Thx for all your responses. It clarified my doubts.
So -> endian-ness is not a function of the bits or the bytes, but of the *addressing*. Most machines can not address bits, so bits are not part of endian-ness. If a machine only addresses words and not bytes, it does not *have* endian-ness in any regard.
Right. Think of it this way - when people say "endianness" they usually mean "byte endianness" - assume they're talking about the addressability of bytes within words, or words within multiwords, which can be different - Crays have "nuxi" endian - bytes are little endian within words, but words are big endian within dwords (er, or visa-versa). I think ARM FPUs can be too, because the CPU is one endian, which governs out to the data bus, but the FPU may be a different endian, which governs things larger than the data bus.
Some MCUs *can* address bits (the M32C can address the first 64k bits
*directly* and *absolutely*) and in those cases, you have to consider both byte endianness and bit endianness (for the M32C, they're both little-endian - the LSB of word 0 and byte 0 is absolute bit 0).

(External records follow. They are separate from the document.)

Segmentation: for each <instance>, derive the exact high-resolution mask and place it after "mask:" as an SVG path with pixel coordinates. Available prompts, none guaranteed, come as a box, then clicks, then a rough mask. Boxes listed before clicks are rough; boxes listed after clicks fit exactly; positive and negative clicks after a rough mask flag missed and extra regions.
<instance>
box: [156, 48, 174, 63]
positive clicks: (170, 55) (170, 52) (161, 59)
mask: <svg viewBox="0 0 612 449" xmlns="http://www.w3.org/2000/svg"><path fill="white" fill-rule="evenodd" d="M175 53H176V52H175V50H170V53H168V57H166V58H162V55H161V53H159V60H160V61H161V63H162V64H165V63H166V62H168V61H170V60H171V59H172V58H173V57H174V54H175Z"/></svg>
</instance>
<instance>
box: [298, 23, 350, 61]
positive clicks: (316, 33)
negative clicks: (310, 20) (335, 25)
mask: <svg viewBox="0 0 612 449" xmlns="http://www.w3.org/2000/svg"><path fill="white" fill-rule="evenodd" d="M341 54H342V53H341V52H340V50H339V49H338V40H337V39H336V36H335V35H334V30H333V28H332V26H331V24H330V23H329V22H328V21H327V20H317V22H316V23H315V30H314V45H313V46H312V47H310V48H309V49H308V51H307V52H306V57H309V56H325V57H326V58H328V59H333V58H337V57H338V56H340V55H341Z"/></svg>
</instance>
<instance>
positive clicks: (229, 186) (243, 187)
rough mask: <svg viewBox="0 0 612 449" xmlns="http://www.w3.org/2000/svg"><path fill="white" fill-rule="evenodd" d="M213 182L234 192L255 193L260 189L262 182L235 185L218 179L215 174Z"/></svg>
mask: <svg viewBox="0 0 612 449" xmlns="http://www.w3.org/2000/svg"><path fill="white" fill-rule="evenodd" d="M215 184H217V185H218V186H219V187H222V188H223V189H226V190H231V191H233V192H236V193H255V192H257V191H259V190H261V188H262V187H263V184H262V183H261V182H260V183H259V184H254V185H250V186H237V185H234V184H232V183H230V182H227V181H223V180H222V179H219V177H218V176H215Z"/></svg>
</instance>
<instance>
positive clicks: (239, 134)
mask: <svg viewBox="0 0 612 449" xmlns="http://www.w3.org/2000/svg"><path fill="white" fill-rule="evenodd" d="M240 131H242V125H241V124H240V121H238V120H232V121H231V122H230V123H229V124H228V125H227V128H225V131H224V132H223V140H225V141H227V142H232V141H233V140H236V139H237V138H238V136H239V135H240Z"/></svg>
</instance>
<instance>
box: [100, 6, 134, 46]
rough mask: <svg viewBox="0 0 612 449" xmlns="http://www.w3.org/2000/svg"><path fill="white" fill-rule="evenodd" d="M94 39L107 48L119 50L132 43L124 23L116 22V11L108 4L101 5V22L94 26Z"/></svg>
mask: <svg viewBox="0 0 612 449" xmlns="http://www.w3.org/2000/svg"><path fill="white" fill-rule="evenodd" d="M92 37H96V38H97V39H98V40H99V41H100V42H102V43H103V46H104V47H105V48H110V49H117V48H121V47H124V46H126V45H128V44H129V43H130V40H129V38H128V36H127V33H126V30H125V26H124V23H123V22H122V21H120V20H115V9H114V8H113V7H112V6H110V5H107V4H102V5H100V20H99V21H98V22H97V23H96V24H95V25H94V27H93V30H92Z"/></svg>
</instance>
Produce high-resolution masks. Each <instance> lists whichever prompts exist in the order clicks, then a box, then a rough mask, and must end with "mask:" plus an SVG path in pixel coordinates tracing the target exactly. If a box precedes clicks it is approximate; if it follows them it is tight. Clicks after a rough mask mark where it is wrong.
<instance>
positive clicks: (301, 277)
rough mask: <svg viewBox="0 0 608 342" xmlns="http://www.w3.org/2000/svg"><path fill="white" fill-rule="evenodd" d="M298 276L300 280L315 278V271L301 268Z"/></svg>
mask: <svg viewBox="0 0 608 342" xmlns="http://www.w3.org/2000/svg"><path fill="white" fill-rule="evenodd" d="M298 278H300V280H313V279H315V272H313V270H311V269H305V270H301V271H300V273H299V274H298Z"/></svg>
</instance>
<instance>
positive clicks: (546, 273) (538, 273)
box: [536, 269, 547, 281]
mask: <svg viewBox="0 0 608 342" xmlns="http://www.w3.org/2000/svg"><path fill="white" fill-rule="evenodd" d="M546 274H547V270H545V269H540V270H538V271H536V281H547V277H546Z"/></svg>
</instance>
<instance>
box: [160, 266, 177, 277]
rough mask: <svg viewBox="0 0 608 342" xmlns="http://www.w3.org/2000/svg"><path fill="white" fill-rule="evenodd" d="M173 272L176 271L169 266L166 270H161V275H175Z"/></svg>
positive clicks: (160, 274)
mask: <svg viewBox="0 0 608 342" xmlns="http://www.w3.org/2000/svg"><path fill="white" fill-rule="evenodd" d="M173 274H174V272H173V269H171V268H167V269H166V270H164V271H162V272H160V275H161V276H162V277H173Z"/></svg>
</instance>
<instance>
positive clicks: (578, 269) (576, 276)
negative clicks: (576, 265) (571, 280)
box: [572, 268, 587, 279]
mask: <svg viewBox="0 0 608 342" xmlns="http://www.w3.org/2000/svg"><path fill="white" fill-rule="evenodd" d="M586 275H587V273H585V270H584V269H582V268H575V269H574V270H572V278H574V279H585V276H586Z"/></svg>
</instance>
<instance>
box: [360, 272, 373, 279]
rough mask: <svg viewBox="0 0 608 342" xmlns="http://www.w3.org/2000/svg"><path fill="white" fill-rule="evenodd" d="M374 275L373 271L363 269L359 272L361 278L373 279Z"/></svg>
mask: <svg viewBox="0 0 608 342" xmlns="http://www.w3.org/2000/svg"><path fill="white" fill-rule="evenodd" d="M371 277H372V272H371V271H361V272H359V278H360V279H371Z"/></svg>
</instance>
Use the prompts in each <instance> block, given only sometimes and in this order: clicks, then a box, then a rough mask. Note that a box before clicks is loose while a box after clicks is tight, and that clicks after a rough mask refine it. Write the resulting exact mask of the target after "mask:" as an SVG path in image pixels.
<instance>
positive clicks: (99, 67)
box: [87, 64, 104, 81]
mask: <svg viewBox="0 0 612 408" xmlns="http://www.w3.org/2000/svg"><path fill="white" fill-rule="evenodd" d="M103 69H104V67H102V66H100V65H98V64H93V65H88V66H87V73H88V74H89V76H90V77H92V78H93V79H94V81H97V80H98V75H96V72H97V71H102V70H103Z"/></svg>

It can still have word endianness - consider a machine that addresses
32 bit "units". If you want to store a 64 bit value, you still have word endianness to consider.
bit endianness - whether the lowest addressed bit is the LSB or the MSB of a byte (applies to structure bitfield layout and bit-addressing opcodes).
byte endianness - whether the lowest addressed byte in a word is the LSB or the MSB.
word endianness - whether the lowest addressed word in a multi-word is the LSB or the MSB.
"word" is often defined as "the size of our data bus" because that's where the difference (when there is a difference) often originates.